Media Release
05 March 2015
The commemoration of Foundation Day is an important reminder of the long held and close bonds between the Australian mainland and the Territory of Norfolk Island.
Like Australia Day, ANZAC Day and Bounty Day, Foundation Day is another opportunity to pay tribute to those who came before us. So today, we celebrate some of the history which made us who we are.
Today Norfolk Island can boast the ancient heritage of Polynesian settlements, the modern foundations established by the British 227 years ago and the character of many cultures and traditions brought since the third settlement began in 1856.
The arrival of the First Fleet to Norfolk Island under the command of Lt Phillip Gidley King in March 1788 is a story told in Australian primary schools. King raised the flag at Sydney Bay on 6 March 1788 after stepping ashore a few days earlier and travelling across Island from the north coast near Anson Bay.

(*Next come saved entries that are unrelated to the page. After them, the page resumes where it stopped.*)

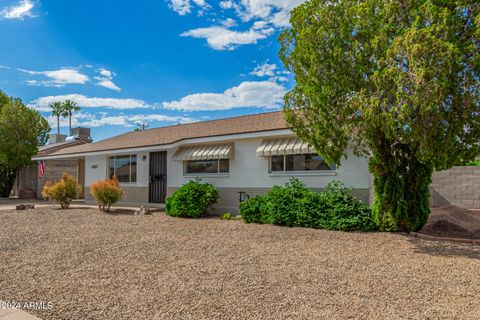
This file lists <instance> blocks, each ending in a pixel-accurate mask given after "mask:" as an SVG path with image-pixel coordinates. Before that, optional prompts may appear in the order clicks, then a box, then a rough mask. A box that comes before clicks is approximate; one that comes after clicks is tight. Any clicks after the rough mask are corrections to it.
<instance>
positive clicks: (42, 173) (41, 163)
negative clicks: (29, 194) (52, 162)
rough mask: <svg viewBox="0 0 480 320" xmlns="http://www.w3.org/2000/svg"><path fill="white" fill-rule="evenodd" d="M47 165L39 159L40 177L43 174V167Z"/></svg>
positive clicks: (43, 170)
mask: <svg viewBox="0 0 480 320" xmlns="http://www.w3.org/2000/svg"><path fill="white" fill-rule="evenodd" d="M46 166H47V163H46V162H45V161H43V160H42V161H40V178H43V175H44V174H45V167H46Z"/></svg>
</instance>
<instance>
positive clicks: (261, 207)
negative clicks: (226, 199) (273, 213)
mask: <svg viewBox="0 0 480 320" xmlns="http://www.w3.org/2000/svg"><path fill="white" fill-rule="evenodd" d="M265 199H266V198H265V197H264V196H256V197H253V198H250V199H248V200H247V201H243V202H242V203H240V215H241V216H242V219H243V220H244V221H245V222H247V223H270V222H269V221H268V220H266V218H267V216H266V215H264V214H262V211H261V208H262V206H263V205H265V204H266V201H265Z"/></svg>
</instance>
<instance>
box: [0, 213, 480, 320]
mask: <svg viewBox="0 0 480 320" xmlns="http://www.w3.org/2000/svg"><path fill="white" fill-rule="evenodd" d="M0 275H1V276H0V299H3V300H6V299H12V300H14V299H17V300H33V301H45V302H51V303H52V306H53V308H52V309H50V310H28V312H30V313H32V314H34V315H36V316H38V317H39V318H41V319H44V320H56V319H82V320H90V319H95V320H102V319H115V320H130V319H135V320H152V319H162V320H163V319H165V320H169V319H209V320H210V319H211V320H217V319H246V320H248V319H265V320H270V319H272V320H273V319H275V320H276V319H331V320H335V319H359V320H362V319H368V320H390V319H392V320H397V319H405V320H406V319H445V320H446V319H462V320H463V319H465V320H468V319H472V320H473V319H475V320H477V319H480V304H479V303H478V302H479V297H480V246H478V245H472V244H463V243H452V242H449V241H427V240H423V239H419V238H413V237H407V236H405V235H404V234H396V233H388V232H378V233H376V232H335V231H325V230H317V229H309V228H286V227H279V226H274V225H258V224H247V223H242V222H237V223H226V222H225V221H221V220H219V219H209V218H206V219H179V218H173V217H169V216H166V215H164V214H161V213H157V212H154V213H153V216H151V218H149V219H141V218H139V216H133V215H132V214H124V215H107V214H104V213H102V212H99V211H98V209H96V208H76V209H69V210H61V209H56V208H55V209H53V208H51V207H39V208H36V209H35V211H33V210H27V211H23V212H22V214H18V212H16V211H14V210H10V211H9V210H3V211H0ZM0 314H1V310H0ZM0 319H2V317H1V316H0Z"/></svg>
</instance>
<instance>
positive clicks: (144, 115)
mask: <svg viewBox="0 0 480 320" xmlns="http://www.w3.org/2000/svg"><path fill="white" fill-rule="evenodd" d="M129 119H130V120H131V121H133V122H135V123H136V122H153V121H158V122H174V123H192V122H195V121H197V120H196V119H194V118H190V117H182V116H167V115H164V114H147V115H146V114H143V115H141V114H138V115H134V116H130V117H129Z"/></svg>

Over the next three decades a resilient farming settlement was built. The population grew to be similar to today's permanent population of 1360. Norfolk Island provided for the food needs of the growing Sydney Cove settlement on the mainland.
In very short time, land on Norfolk Island was allocated to the farming first families. As free settlers they won arable land from the native vegetation and much of their hard work is still at the heart of farming activities on Norfolk Island today.
The road now called Middlegate has been a thoroughfare since it was established by the hard work of the first families in the time of King. In the 1790s it was known as the Sydney-Phillipsburgh Road connecting the settlement at Sydney, what we now call Kingston, with the equally historic Phillipsburgh settlement near Cascade.
The history of this first European settlement is important to Australia's history and is at the heart of why so many come from the mainland to visit Norfolk Island 227 years after King arrived.
The dozens of first families" names should never be forgotten. They were pioneers of Australia here on Norfolk Island. Many modern day residents of Norfolk Island proudly boast their direct family connection with these pioneers.